Apr 08, 2009 16:57
Some things I've been thinking about for a while, but felt like putting into writing...
Looking back on this journal, I think I've spent of lot of entries ranting in my comments. Doubtless I thought the ranting was necessary and/or cathartic at the time. But right now I do not feel like ranting or otherwise complaining. My current mindset is one of...contentment. I use the word cautiously because I am, generally speaking, fairly pessimistic and waiting subconsciously for the end of whatever good fortune has come my way. Because I do not believe good things last indefinitely. Because until fairly recently I have seen no reason in my small, insular little world to believe they would ever again arrive in the first place.
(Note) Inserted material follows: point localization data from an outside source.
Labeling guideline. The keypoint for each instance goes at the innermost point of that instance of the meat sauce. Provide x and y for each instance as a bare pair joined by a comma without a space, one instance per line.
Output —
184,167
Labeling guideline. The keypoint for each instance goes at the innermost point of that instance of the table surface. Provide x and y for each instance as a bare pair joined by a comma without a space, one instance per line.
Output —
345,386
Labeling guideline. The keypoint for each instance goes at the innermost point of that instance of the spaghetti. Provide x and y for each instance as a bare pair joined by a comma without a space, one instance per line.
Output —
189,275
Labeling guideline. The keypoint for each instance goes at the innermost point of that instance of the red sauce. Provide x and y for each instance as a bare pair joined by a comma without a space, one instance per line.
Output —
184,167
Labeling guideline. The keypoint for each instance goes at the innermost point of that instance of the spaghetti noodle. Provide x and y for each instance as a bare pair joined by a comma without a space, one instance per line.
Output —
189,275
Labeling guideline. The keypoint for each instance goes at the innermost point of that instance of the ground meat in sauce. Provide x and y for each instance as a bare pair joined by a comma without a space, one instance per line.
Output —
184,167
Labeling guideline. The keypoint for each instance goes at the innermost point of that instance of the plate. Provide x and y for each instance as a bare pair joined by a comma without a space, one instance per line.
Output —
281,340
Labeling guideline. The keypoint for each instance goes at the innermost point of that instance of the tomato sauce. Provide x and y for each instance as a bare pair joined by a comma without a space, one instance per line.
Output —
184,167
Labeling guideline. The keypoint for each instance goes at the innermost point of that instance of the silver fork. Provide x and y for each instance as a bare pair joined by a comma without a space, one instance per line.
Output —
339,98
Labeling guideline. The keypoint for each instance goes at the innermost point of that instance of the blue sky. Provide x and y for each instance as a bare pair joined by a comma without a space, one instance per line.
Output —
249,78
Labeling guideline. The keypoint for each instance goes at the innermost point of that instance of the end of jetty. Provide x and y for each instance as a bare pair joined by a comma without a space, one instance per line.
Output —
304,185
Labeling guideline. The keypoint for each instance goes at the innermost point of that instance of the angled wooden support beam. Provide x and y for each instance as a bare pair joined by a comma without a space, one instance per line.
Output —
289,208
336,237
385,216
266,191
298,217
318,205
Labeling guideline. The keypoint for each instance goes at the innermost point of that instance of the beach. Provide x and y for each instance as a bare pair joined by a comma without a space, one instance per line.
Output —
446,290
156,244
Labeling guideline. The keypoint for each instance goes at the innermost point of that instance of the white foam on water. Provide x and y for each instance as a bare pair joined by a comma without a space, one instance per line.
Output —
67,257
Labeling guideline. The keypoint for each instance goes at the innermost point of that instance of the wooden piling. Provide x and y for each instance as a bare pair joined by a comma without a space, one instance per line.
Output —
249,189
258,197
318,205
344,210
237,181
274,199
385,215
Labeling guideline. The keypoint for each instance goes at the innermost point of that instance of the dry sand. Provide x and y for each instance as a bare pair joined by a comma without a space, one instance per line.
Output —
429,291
So it is interesting to see the comfort I take from small - if variously important things. I have jobs that I enjoy, that I get great satisfaction out of as well as payment (one could not seriously doubt the importance of that). I've no great social life, but I have never have, and I find my enjoyment and recreation in my usual places. Books. Writing (much more at the moment, and really liking it). TV shows. Fandoms and the internet. I am involved in these things and actually enjoying it, being no longer in a period of using my interests as a form of procrastination and escapism.
Do I think of actually getting out and doing things? Of course, but that isn't much of a concern at the moment, and I'm not in the mood to berate myself or be berated for lack of...socialisation.
The world might be other people, but I'll deal with that in time. With my job and life as it is, I think I'm making a start.
ETA - Huh. Have just been friended by someone I don't know, and have never seen around before. Odd.